# pandas Lesson

This is a **Jupyter Notebook**, a common programming application used for data science.

This is a **Markdown** cell (Cell > Cell Type > Markdown). It is used for formatting text to make the document more accessible.

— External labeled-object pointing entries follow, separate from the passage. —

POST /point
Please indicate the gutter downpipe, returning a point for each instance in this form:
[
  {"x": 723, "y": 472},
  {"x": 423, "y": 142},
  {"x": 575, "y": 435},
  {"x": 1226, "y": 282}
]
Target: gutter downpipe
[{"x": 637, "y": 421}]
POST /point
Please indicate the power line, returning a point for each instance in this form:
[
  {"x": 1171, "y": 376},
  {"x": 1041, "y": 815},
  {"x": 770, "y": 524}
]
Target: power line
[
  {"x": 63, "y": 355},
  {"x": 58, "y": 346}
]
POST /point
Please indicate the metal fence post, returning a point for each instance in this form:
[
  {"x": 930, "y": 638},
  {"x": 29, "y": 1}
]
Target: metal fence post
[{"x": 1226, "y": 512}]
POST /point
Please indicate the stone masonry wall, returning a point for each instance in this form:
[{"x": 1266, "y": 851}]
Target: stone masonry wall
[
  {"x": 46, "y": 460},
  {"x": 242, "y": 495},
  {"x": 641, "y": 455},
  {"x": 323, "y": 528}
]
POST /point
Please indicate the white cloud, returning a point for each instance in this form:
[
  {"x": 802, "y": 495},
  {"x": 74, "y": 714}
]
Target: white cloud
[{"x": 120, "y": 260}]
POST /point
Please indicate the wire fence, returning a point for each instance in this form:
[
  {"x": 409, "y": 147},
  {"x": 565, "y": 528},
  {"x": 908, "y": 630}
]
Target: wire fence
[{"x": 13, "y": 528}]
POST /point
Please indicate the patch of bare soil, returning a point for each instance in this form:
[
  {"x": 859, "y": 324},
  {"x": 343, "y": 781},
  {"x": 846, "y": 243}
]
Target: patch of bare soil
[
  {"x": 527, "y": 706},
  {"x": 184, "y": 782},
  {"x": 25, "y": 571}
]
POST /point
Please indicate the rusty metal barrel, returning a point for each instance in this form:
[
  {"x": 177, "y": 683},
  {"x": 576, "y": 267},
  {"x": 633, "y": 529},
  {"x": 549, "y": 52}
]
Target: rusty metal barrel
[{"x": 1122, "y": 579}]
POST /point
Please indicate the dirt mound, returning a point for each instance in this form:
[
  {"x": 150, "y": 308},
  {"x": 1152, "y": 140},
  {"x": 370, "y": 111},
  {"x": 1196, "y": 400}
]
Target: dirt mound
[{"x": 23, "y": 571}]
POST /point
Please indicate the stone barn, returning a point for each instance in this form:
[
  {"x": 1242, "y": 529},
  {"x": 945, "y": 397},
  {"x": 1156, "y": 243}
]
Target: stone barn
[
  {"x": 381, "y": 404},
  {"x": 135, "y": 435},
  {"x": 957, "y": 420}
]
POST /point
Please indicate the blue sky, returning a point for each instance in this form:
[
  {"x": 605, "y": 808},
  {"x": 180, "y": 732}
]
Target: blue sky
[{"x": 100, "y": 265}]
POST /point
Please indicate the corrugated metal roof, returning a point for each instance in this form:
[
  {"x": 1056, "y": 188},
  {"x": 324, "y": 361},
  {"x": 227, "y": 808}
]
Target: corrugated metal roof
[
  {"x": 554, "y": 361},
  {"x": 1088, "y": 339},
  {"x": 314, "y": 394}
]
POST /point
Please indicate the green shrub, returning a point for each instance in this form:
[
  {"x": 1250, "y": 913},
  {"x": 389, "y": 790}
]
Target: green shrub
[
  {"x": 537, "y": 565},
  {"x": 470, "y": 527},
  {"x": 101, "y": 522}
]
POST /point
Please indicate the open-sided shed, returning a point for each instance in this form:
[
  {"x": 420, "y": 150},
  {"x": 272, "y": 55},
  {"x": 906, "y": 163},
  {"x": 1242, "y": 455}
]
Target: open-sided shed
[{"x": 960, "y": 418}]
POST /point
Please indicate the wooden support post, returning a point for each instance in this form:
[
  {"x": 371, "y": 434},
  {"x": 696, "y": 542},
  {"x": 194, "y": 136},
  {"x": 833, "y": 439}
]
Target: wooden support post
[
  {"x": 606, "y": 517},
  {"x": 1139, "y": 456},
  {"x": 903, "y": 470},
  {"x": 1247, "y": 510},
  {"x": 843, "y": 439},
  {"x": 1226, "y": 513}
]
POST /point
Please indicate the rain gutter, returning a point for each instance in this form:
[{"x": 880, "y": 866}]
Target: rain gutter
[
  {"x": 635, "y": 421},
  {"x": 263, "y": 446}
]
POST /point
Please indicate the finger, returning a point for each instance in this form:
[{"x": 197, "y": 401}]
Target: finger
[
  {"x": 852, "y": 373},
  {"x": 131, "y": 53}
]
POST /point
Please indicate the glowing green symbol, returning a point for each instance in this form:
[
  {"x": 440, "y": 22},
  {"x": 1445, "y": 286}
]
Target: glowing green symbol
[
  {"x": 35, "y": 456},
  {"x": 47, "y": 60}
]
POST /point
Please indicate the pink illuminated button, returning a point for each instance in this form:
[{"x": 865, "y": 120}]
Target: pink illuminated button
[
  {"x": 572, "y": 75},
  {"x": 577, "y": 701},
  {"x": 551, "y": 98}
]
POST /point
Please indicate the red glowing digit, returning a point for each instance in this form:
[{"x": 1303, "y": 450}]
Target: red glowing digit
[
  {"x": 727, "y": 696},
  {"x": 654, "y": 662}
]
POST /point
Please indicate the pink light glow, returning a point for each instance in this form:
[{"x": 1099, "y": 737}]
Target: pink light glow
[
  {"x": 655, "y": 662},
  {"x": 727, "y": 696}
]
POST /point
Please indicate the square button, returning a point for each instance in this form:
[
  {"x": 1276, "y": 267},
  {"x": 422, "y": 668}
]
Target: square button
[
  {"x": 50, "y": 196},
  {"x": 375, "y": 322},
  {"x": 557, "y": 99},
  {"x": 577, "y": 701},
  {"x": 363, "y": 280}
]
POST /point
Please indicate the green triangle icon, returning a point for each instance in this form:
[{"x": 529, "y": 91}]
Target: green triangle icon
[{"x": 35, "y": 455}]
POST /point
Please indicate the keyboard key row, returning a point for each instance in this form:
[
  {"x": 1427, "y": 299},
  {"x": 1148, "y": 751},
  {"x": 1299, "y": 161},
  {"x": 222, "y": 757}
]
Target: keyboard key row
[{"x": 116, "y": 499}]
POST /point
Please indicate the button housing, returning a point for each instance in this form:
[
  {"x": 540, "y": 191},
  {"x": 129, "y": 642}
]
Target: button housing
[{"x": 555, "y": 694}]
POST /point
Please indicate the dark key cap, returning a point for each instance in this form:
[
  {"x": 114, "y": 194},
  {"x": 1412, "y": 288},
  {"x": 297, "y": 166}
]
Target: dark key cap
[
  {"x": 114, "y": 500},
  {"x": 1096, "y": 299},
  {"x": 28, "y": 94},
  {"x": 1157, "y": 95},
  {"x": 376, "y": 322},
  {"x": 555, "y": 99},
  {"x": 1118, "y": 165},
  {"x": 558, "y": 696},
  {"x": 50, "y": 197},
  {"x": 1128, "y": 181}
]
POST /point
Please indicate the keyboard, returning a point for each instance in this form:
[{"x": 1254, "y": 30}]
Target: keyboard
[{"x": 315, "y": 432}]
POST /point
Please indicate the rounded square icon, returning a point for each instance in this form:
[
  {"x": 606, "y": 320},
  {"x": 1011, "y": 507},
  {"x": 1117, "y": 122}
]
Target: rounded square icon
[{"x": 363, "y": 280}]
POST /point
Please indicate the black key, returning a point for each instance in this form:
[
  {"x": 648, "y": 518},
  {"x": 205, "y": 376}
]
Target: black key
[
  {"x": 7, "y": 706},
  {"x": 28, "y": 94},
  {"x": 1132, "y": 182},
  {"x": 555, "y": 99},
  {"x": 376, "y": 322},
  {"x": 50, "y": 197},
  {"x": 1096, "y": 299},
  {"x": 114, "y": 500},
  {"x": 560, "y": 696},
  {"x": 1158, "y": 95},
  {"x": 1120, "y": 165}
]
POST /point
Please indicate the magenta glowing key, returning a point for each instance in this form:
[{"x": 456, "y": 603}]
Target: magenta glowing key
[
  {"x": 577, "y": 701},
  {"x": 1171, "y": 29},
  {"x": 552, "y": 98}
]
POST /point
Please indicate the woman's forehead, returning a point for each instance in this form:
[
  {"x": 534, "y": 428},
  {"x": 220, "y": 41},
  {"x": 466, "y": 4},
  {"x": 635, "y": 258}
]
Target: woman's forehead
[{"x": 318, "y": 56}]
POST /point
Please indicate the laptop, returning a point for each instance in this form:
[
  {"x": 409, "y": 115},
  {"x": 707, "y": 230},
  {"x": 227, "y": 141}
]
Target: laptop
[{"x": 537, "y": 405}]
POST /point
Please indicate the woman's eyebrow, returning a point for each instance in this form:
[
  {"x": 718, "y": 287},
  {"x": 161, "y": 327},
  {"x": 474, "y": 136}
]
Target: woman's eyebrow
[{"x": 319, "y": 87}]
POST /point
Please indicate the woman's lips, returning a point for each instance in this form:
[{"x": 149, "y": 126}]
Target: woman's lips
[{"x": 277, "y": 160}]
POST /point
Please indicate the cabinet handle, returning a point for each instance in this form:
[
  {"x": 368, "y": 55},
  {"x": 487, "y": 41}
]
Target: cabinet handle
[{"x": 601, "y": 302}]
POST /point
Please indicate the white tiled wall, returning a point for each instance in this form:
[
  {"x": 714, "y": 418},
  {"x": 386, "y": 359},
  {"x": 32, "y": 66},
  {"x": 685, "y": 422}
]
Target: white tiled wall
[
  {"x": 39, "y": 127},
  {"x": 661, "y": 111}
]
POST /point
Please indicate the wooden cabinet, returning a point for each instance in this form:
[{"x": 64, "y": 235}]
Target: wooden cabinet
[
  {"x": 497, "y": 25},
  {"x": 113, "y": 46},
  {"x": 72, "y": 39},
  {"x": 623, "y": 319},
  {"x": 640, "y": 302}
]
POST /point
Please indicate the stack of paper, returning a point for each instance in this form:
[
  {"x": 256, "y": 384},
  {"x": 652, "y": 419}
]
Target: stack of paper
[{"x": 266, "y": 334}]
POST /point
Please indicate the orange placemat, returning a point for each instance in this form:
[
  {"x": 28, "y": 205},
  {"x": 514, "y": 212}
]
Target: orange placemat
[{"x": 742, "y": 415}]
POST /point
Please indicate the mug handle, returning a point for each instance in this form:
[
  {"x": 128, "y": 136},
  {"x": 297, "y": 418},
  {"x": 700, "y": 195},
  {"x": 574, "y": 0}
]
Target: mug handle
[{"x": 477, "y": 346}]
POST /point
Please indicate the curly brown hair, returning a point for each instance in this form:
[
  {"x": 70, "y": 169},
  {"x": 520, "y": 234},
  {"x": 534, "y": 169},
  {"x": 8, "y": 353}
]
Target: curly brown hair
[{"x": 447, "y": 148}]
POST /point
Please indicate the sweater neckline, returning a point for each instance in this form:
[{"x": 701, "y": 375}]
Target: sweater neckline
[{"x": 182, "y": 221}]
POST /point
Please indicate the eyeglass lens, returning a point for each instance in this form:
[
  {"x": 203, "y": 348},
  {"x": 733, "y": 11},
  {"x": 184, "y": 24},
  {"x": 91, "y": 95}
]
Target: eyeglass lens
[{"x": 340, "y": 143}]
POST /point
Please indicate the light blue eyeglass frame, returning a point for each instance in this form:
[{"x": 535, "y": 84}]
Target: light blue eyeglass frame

1. Link to [Class Notes: 7-pandas](https://docs.google.com/document/d/19L1LDqZqwkQqtb6CUZjj5LzNL2aJoRYPrl6svX4Uvdo/edit)
2. Link to [pandas Cheat Sheet](https://pandas.pydata.org/Pandas_Cheat_Sheet.pdf)
3. Link to [Markdown Guide](https://www.markdownguide.org/cheat-sheet/)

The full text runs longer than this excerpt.